The law is settled in this State that a judgment rendered against the maker of a promissory. note, as garnishee, in an attachment proceeding against the payee, is a good defence to the extent of such judgment, to an action against the maker, by an assignee of such note, if, at the date of such judgment, the maker had no notice of such assignment. The case of Canaday v. Detrick, 63 Ind. 485, is in point and is well fortified by the following authorities: Shetler v. Thomas, 16 Ind. 223; Shoppenhast v. Bollman, 21 Ind. 280 ; Barton v. Allbright, 29 Ind. 489; The Ohio and Mississippi R. W. Co. v. Alvey, 43 Ind. 180; King v. Vance, 46 Ind. 246 ; Greenman v. Fox, 54 Ind. 267 ; Earl v.

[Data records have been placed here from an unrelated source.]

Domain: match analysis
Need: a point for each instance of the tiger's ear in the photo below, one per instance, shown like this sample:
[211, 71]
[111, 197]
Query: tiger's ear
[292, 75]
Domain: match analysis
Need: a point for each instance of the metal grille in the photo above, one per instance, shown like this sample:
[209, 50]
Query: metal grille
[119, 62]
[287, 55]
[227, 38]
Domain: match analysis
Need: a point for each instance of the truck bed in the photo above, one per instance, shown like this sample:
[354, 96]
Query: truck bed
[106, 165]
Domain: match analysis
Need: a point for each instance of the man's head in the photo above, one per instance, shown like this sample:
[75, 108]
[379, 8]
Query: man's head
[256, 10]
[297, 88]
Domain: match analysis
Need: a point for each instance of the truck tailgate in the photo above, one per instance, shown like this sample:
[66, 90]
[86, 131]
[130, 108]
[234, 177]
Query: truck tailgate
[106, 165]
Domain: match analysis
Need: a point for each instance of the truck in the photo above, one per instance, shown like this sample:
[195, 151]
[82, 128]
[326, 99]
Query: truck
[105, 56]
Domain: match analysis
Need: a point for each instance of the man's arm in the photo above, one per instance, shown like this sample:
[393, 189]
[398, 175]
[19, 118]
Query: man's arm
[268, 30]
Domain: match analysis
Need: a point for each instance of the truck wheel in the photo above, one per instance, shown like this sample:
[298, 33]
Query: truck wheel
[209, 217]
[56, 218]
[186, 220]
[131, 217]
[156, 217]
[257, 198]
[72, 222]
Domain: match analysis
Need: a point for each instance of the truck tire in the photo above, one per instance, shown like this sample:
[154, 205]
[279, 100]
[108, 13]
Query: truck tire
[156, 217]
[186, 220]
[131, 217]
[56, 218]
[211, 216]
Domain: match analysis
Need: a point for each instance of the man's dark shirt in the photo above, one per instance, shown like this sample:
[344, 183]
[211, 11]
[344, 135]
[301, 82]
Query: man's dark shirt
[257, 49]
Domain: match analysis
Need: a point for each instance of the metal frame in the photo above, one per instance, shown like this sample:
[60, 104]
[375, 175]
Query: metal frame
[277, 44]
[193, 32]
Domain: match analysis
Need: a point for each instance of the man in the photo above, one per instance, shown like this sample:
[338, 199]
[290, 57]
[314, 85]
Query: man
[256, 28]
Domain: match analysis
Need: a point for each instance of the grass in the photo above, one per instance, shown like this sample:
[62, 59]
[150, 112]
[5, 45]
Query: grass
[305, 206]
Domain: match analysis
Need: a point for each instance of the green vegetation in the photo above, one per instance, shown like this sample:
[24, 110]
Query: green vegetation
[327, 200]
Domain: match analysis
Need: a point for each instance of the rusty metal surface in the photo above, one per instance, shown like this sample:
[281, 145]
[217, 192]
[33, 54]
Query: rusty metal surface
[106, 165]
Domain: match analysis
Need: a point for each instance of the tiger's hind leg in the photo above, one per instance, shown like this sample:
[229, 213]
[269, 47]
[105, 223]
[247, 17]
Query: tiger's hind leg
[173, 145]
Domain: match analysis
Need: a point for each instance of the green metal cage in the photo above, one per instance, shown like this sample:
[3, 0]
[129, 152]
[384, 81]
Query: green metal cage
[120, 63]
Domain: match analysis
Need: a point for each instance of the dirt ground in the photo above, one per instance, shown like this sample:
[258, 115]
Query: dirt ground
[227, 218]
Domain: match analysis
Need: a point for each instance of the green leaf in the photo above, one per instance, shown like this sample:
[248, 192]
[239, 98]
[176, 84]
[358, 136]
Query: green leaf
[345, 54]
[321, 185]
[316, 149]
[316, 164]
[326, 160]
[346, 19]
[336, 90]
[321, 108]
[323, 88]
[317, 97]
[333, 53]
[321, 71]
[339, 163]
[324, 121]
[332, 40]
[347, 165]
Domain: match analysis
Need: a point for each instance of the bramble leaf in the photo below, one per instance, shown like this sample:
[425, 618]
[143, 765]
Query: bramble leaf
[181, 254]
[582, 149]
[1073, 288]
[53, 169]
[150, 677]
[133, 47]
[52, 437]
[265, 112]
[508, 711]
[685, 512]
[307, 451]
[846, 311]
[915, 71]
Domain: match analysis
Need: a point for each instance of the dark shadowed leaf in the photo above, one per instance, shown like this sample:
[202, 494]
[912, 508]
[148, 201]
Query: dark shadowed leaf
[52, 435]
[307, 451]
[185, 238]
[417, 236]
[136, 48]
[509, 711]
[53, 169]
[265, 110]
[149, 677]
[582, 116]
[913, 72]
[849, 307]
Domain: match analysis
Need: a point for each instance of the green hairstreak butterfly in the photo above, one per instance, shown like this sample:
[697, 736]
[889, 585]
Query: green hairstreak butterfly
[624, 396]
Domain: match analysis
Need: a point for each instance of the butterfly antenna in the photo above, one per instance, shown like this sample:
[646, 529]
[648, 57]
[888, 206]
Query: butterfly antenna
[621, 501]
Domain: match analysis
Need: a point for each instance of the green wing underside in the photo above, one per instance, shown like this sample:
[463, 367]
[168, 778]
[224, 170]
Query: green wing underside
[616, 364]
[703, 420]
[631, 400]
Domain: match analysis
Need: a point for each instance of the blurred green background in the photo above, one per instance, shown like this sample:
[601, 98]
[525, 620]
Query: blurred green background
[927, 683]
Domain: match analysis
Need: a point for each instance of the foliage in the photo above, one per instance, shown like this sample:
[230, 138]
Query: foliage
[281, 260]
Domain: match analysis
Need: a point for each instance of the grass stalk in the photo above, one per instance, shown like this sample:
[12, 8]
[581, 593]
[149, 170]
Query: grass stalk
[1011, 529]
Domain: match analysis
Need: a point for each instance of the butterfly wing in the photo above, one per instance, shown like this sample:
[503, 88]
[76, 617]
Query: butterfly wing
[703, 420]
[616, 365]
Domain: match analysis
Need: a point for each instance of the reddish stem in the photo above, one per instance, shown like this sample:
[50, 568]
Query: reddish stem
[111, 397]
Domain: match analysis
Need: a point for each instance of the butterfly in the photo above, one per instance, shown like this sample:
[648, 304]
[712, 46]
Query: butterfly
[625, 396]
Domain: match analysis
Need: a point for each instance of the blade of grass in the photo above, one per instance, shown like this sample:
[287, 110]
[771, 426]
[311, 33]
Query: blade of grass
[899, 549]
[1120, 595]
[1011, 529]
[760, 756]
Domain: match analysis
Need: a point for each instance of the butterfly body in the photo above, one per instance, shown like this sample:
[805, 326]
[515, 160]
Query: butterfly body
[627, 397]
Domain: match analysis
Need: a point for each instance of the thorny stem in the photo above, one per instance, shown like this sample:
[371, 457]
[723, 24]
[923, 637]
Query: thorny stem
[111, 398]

Matheney, 60 Ind. 202.
The only question raised by the motion for a new trial, arises upon the admission of the attachment proceedings,, over the objections of the appellants, to prove the averments in the answer of David Gillis. It is therefore the same question in principle as that just decided upon the demurrer to Gillis’answer. Nor is it claimed to beany1 different by the counsel for appellants.
There is. no other question in the case.
The judgment is affirmed, at the costs of the appellants.